Cuando los habitantes del Agro Pontino se ven acorralados y diezmados por la invasión de los aliados, en el invierno de 1944, son evacuados y tienen que huir a las montañas. «Inundamos nuestros campos –los convertimos de nuevo en pantanos– para impedir que el enemigo desembarcara y pasara. Esa es nuestra historia» (390). Sus casas, sus tierras, sus animales, sus instrumentos de trabajo, sus pertenencias, todo es destruido: «Nuestro podere ya no se mantenía en pie. Estaba agujereado por todas partes, con el techo a cielo abierto, sin tejas, las puertas y ventanas arrancadas. Éramos un estorbo. Un peligro para nosotros y para ellos. Nos echaron. Mi abuelo se negaba. Quería quedarse» (398). Ahora tienen que vivir en cuevas, alimentarse de hierbas y raíces, de limosna.
Cuando la guerra acaba deciden regresar. «Volvamos a casa, volvamos a casa, repetía mi abuela… De una forma justa o no, la guerra había terminado. Habíamos sido liberados. Repito que nos habíamos defendido hasta el último momento para que eso no sucediera. Pero había acabado. “¡Vivan los libertadores!”, que nos trajeron enseguida maravillas para comer, alimentos que no veíamos desde hacía muchísimo» (402s). Pero, «Cuando volvimos a los campos, todo estaba arrasado, nuestros campos yermos y llenos de agujeros y cráteres por las bombas. Todavía había cadáveres por ahí. Todo estaba enterrado, las acequias, los colectores, los canales. Las carreteras, impracticables, el macadam, roto. Los puentes, derrumbados…Había que volver a fundar de cero la ciudad. Y volver a fundar y drenar el Agro Pontino… para volver a empezar de cero» (405).
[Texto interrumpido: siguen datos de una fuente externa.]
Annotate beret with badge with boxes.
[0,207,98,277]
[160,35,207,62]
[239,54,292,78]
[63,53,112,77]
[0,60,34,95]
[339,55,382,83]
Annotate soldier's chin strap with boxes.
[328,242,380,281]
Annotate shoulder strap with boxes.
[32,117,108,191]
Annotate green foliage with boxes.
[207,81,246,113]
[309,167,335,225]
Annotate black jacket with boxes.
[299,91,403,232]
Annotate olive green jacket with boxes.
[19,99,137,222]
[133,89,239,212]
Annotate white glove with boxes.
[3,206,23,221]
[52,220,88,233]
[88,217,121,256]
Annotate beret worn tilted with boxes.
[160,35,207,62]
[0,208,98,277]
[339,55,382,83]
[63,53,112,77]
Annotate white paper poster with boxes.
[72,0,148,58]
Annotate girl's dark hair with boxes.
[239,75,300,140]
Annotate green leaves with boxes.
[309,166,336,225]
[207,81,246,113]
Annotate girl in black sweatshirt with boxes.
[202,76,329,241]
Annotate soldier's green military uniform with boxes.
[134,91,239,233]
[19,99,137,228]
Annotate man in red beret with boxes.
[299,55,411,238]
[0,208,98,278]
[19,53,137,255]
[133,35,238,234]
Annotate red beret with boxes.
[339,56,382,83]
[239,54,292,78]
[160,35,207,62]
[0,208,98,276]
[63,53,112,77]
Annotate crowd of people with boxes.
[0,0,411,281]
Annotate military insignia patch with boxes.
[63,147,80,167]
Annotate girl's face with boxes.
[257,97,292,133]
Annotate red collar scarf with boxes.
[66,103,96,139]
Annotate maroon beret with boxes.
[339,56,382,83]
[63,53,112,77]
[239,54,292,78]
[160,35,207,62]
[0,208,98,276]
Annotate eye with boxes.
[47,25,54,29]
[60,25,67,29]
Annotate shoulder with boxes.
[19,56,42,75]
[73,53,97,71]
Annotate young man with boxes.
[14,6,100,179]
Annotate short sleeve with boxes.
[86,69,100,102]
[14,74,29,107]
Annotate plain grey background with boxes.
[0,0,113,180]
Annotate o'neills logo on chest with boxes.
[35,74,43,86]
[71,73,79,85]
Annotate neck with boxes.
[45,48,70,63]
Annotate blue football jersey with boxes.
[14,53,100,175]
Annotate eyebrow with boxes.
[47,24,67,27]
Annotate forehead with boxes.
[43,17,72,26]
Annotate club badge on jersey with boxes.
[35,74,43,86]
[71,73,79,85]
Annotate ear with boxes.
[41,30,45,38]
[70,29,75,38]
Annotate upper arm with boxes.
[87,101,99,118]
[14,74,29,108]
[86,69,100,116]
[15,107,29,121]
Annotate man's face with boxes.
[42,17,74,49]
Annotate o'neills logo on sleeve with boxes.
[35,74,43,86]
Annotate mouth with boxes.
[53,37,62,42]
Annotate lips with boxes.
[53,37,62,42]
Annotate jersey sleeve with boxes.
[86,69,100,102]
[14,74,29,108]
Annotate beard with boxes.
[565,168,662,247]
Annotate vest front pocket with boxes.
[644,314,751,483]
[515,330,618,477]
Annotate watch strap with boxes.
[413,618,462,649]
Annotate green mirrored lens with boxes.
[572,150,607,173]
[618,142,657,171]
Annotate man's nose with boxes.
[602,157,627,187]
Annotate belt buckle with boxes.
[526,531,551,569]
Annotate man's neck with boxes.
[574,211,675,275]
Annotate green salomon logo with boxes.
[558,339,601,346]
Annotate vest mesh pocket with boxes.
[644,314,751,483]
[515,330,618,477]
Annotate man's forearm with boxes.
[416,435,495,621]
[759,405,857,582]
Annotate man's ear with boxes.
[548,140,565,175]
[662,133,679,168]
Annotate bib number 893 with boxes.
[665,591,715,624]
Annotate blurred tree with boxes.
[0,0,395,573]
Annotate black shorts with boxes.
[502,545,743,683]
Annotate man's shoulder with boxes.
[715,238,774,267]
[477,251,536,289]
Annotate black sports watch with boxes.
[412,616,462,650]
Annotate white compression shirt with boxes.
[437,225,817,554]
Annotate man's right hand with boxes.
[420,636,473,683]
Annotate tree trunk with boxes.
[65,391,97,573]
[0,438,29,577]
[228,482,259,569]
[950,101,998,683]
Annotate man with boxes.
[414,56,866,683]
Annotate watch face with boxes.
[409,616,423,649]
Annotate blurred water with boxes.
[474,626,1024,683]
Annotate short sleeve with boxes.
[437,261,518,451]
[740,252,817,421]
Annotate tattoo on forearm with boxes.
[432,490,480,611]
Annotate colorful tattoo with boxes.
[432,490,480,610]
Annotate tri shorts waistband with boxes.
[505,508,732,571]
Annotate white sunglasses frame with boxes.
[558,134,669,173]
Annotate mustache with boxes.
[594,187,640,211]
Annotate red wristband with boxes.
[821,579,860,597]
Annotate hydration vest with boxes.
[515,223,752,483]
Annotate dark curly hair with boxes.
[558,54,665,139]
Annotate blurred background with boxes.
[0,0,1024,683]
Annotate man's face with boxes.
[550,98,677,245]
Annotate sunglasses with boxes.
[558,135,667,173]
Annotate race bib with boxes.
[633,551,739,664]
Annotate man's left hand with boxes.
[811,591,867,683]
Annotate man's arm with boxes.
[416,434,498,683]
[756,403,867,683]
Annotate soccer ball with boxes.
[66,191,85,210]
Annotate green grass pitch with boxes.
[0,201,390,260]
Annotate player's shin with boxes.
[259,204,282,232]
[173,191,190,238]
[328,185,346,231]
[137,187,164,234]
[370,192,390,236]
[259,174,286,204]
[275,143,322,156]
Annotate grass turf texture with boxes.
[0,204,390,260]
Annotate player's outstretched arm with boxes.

Y la novela termina con una confesión: «Nos salvaron los americanos… Nos trajeron incluso la penicilina, no lo olvide. Y por supuesto también la libertad y la democracia, no lo niego. Les estamos muy agradecidos por ello, pero, si me lo permite, al menos por lo que respecta a los Peruzzi, nunca habíamos tenido ni demasiada libertad ni demasiada democracia antes del fascismo; dicho de otra manera: con el fascismo alguien nos escuchó, de lo contrario nadie lo habría hecho. Sin embargo, es indiscutible que debemos dar gracias a los americanos por la libertad y la democracia. Y sobre todo por el bienestar. Éste sí que nunca lo habíamos tenido. Sólo habíamos tenido hambre» (404s).
«Así es como nuestro Agro Pontino volvió a empezar, como se convirtió realmente en el Jardín Terrenal, en La tierra Prometida, en nuestra nación véneto-pontina».
Tierra de nadie es una novela de Antonio Pennacchi que narra la vida de tres generaciones, imbricadas con grandes (y horrorosos) acontecimientos históricos: explotación, discriminación, guerras, violaciones, pobreza, muerte, pero, al mismo tiempo, salpicados de una lluvia de anécdotas, a cual más interesante, de esos relatos que hacen la vida feliz a un buen lector.